As mesmas cortinas rosa com glitter se abrem, revelando, aparentemente, o mesmo ambiente pink e principesco do programa anterior. No centro do cenário, a mesma mesa negra, a mesma poltrona rosa choque e o mesmo confortável sofá continuavam a compor o cenário do talkshow. Porém, destacando-se fortemente e sem sombra de duvidas fazendo muita diferença, uma típica foto bruxa de PATCHENHO, com o biquinho levemente aberto e com seus maravilhosos olhinhos expressivos e brilhantes, encontrava-se ampliada e devidamente posicionada ao lado da encantadora gravura de nossa estrela maior. Ninguém mais, ninguém menos, meus amáveis leitores, do que Lucius Queen Malfoy. Figura ilustre esta que, como não poderia ser diferente, foi rapidamente identificada sentada em sua poltrona assim que as luzes do palco se acenderam.

Don't cha wish your girlfriend was hot like me?
(Você não gostaria que sua namorada fosse gostosa como eu?)
Don't cha wish your girlfriend was a freak like me?
(Você não gostaria que sua namorada fosse maluca como eu?)
Don't cha?
(Não gostaria?)
Don't cha?
(Não gostaria?)
Don't cha wish your girlfriend was wrong like me?
(Você não gostaria que sua namorada fosse cruel como eu?)
Don't cha wish your girlfriend was fun like me?
(Você não gostaria que sua namorada fosse engraçada como eu?)
Don't cha?
(Não gostaria?)

- Boa noite! – a música, entendendo imediatamente que deveria recolher a sua insignificância, parou no exato momento em que nossa anfitriã, incrivelmente simpática, deixou que sua voz melodiosa escapasse por seus lábios, cumprimentando a todos – Sejam bem vindos a mais um Talk To Queen!.

Enigmáticas palmas que eu, a narradora, pretendo descobrir até o final desta fanfiction de onde surgem, foram ouvidas e, lascivamente, Queen começou a caminhar pelo palco, chegando à sua tentadora poltrona, sentando-se e recostando-se ali.

Hoje, nossa adorada e estimável apresentadora usava uma blusa preta que marcava perfeitamente o seu corpo e calça jeans reta.
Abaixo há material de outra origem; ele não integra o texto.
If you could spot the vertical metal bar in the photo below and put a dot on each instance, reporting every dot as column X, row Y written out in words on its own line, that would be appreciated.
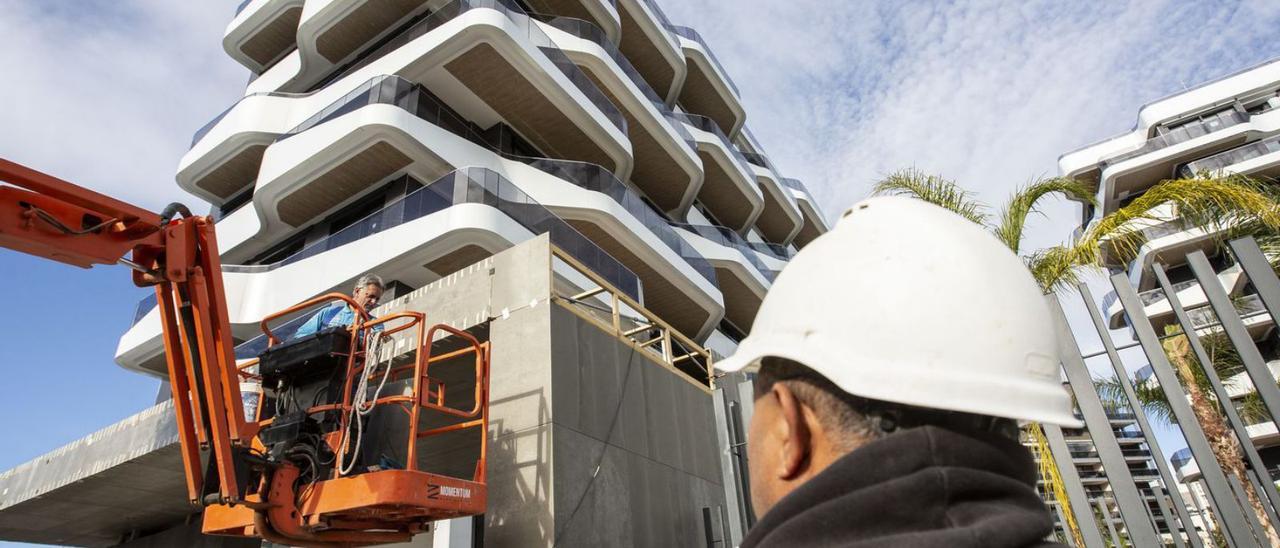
column 1111, row 526
column 1244, row 503
column 1061, row 521
column 1235, row 330
column 1129, row 501
column 1258, row 269
column 1257, row 487
column 1208, row 520
column 725, row 435
column 1234, row 525
column 1166, row 475
column 1080, row 502
column 1157, row 491
column 1224, row 398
Em seus adoráveis e delicados pés encontrava-se uma bela sandália de prata e podemos ver que suas unhas do pé estão perfeitamente pintadas de rosa claro. Por cima da blusa preta, Queen colocou uma outra blusa de manga comprida e de renda pink. Para completar o look de nossa rainha estava um cinto preto com uma fivela prateada que brilhava, anéis nos dedos e uma coroa com brilhantes nos fios platinados da deusa.
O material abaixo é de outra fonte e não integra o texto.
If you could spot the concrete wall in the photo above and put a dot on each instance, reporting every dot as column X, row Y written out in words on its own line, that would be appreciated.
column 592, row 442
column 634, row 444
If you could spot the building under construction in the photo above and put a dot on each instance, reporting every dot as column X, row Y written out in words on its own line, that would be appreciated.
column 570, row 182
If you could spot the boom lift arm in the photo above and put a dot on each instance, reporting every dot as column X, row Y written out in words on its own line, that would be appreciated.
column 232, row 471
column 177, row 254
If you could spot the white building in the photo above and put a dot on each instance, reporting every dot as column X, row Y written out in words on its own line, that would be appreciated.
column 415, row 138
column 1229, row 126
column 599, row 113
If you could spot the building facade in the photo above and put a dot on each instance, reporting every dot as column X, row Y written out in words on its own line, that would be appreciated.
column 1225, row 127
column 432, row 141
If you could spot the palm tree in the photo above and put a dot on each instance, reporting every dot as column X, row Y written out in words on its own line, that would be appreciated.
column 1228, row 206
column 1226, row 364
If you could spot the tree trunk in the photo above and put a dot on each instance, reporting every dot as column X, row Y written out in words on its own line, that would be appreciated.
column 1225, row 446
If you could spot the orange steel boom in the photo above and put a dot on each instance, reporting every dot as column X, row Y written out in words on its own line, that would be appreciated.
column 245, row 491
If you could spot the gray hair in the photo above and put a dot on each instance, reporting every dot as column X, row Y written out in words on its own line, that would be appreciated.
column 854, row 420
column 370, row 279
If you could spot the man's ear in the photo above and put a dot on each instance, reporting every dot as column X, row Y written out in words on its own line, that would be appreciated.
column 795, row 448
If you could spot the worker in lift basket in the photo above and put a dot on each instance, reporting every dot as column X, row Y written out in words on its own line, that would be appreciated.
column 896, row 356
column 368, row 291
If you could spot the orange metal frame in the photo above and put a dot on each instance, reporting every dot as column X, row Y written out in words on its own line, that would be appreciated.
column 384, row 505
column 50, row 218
- Bem, primeiramente, gostaria de iniciar este programa com os meus mais sinceros agradecimentos às incríveis e abençoadas alma que deixaram reviews cheias de elogios a mim. – sorrindo de orelha a orelha, Queen piscou algumas vezes. – Obrigada pela gentileza meninas, é sempre bom ser elogiada. – apoiou o cotovelo direito na mesa, suspirando sonhadora. - Mesmo que elogios sejam mais do que rotineiros para mim... – deu com os ombros, voltando a sua posição normal. – Que seja, vamos às respostas!

Queen Responde/Comenta:

- Aline: Sim, queridinha, PATCHENHO é realmente um amor! Meu fiel escudeiro. Fico muito satisfeita em saber que apreciou tanto a figura dele. Apesar de que... É praticamente impossível não apreciar.
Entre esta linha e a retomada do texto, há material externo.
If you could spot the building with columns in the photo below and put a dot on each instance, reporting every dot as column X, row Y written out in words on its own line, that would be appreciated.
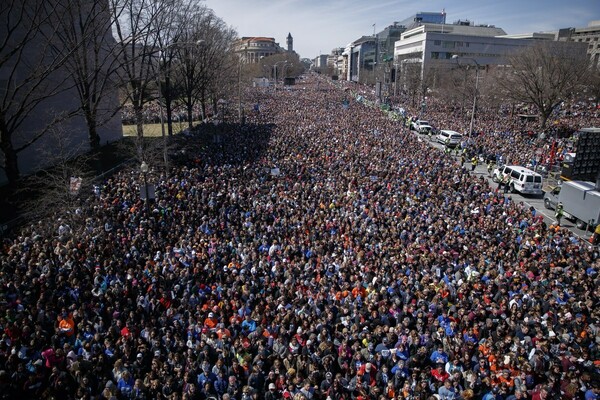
column 253, row 48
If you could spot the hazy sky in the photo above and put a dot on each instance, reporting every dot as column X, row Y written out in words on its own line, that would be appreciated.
column 318, row 26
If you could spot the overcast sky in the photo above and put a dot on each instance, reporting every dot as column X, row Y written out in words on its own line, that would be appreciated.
column 318, row 26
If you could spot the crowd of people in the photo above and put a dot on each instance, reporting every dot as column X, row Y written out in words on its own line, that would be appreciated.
column 317, row 252
column 513, row 134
- Bruna: Rá! E alguém teve alguma dúvida em relação ao certeiro sucesso do MEU talkshow? Tolinhos! Que seja, tenho que comentar que ADOREI a sua sugestão para o cenário. A inclusão da foto de PATCHENHO junto a minha ficou um luxo! Realmente, é ótimo saber que temos um público que reconhece o talento de meu pupilo. Quanto entrevistar Sophie, bem... Espero que nem tão cedo eu tenha que ver a fuça daquela ruiva maldita!

- .Missy.-.Goldy.Ow! Fico feliz por ter gostado do programa e percebi que você é das minhas. Torturar as autoras atrasadas? MUHAUAHUAHA MUHAHAHAHA!

- Nisii: Ensaio fotográfico? Mas é claro, querida! Pode deixar que irei enviar uma relação das datas que tenho disponíveis e aí você me liga e marcamos o dia certinho.

- Ana P.: É claro que você pode ficar na platéia do meu programa! Mas, sinto informar que o número disponível de vagas para a platéia é pequeno e a fila de interessados é simplesmente ENORME! Pois é, quem sabe você não dá sorte e consegue vir? Ah! Tenho que concordar que o look do cenário é perfeito. Tenho funcionários bem competentes, sabe?

- Isabella: Amour, obrigada pelos elogios! Você é realmente uma pessoa muito, muito agradável. Mas bem, sobre como mantenho a minha forma no verão só tenho a dizer que não é uma fórmula mirabolante ou complicada. Eu nasci assim, perfeita! Então, nada que uma dieta balanceada e leves exercícios físicos não resolvam. Agora, sobre os olhos da Potter... (Inspira! Expira!)... Não é exatamente um verde-limão, mas sim uma tonalidade um pouco mais clara e amarelada do verde normal dos olhos e é mais claro do que castanho-esverdeado.

- Luci E. Potter: Aí! Você disse tudo. Eu também estou cansada de ver fanfictions me retratando como aquele ser cruel, sem coração, sinistro e negro. (Snif!) Como é que as pessoas podem me imaginar sendo assim tão amarga? Modéstia a parte eu sou uma pessoa que só quer dar amor ao mundo. Não sei como podem me imaginar tão sinistra assim. Sem sombra de dúvidas... Eu sou pink!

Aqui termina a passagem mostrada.